In der Süddeutschen Zeitung fand sich kürzlich ein Kommentar, in dem es hieß, dass noch nie in der Geschichte die Voraussetzungen so gut waren, Familie und Beruf unter einen Hut zu bringen, wie heute. Dafür wurden mehrere Gründe genannt, die ich zum Anlass nehme, die Punkte zu benennen, die zu einer guten Vereinbarkeit beitragen.
- Gesellschaftlicher Wandel: In der Bevölkerung, das zeigen repräsentative Befragungen, gibt es einen breiten Konsens, wonach Familie und Beruf realisiert werden sollen. Dieser Konsens gibt den Familien heutzutage Rückenwind. Das traditionelle Einverdienermodell – der Vater ist erwerbstätig, die Mutter Hausfrau und Kinderbetreuung – verliert an Bedeutung. Es ist gesellschaftliche Norm, dass die Mutter erwerbstätig ist und auch kleine Kinder in eine Betreuungseinrichtung gehen.

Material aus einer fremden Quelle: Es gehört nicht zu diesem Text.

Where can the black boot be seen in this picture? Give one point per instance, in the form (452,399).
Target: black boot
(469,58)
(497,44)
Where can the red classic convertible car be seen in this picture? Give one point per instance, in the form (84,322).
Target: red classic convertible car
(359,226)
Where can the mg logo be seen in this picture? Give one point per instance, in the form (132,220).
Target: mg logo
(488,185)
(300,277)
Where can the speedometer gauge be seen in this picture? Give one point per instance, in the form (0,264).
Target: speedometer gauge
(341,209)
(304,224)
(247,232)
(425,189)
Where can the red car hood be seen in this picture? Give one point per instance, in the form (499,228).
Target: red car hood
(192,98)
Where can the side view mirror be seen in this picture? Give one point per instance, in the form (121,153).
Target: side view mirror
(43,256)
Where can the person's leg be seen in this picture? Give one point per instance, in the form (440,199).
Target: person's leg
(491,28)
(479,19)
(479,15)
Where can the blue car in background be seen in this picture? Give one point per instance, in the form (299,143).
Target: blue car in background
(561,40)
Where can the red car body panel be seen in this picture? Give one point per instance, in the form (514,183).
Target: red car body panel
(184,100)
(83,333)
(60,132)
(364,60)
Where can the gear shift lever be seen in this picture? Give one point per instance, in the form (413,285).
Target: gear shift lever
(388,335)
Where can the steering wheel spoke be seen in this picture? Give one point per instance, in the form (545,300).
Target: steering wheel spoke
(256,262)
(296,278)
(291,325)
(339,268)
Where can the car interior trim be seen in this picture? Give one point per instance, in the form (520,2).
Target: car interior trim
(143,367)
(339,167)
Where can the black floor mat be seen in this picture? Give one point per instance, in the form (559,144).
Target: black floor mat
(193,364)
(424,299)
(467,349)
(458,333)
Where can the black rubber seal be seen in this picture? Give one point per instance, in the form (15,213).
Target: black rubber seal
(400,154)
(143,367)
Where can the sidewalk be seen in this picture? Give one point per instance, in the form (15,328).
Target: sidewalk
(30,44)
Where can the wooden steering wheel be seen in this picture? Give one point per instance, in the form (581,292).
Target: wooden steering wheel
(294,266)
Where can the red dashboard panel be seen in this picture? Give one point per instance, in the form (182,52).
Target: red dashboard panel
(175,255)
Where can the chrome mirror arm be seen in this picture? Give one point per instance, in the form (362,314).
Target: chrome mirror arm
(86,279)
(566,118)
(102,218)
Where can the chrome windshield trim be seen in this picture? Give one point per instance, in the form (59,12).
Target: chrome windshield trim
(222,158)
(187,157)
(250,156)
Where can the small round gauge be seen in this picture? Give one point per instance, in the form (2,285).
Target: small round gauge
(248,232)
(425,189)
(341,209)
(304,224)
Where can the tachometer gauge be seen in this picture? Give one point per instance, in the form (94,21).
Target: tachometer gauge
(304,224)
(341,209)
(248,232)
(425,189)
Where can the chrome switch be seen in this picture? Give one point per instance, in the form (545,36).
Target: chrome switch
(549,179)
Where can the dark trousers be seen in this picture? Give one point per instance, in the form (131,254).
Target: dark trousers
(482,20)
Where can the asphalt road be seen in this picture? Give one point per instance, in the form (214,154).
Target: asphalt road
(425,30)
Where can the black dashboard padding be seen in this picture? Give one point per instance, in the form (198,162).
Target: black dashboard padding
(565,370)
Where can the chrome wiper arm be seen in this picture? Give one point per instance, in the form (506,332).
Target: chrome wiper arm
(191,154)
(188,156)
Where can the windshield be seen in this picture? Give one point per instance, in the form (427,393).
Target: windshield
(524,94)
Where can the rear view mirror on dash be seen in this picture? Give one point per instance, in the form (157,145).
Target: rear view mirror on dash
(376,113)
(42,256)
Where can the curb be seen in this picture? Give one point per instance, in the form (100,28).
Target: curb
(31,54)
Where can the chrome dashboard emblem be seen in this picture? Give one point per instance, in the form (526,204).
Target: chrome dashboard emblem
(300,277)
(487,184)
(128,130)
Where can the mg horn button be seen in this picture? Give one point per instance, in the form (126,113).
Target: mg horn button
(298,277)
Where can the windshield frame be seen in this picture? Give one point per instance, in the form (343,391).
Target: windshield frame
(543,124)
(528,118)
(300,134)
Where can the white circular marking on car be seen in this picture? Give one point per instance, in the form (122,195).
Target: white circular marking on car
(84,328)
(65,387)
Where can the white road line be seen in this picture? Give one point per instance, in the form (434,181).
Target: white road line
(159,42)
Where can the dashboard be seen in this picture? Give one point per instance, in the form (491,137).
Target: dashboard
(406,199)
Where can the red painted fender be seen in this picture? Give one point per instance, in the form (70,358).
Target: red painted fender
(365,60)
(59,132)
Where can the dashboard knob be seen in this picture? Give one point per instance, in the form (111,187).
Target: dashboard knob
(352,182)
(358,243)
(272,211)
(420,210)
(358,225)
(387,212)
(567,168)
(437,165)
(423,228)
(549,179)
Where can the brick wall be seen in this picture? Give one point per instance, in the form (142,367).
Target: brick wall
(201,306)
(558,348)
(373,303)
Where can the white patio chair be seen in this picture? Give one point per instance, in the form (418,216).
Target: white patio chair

- Trend zur Partnerschaftlichkeit: Kinderbetreuung und Erziehung sind keine alleinigen Zuständigkeiten der Mütter – so sieht es eine große Mehrheit der heutigen und kommenden Eltern. Das bedeutet auch, dass Väter und Mütter sich die Aufgaben in Beruf und Familie teilen wollen und können. Die Vereinbarkeit gelingt besser, wenn die familiären Aufgaben von Müttern und Vätern gemeinsam wahrgenommen werden.
- Finanzielle Unterstützung: Das Elterngeld schafft im ersten Jahr nach der Geburt einen finanziellen Schonraum. Mit dem neuen Elterngeld-Plus kann dieser Schonraum deutlich verlängert werden; er bietet Eltern die Möglichkeit, auzuprobieren, wie Vereinbarkeit gelingen kann.
- Kinderbetreuungsangebote: Die Plätze für kleine Kinder in Kindertageseinrichtungen und in der Tagespflege wurden in den letzten Jahren massiv ausgebaut. Es gibt einen Rechtsanspruch für die Betreuung von Kindern, die jünger sind als drei Jahre.
- Aktive Großeltern: Die Eltern der Mütter und Väter von kleinen Kindern sind gesünder und aktiver als alle Generationen zuvor. Das Verhältnis zwischen den Generationen ist positiv und eng. Großeltern übernehmen heutzutage häufig und gerne zumindest eine zeitweise Betreuung ihrer Enkel.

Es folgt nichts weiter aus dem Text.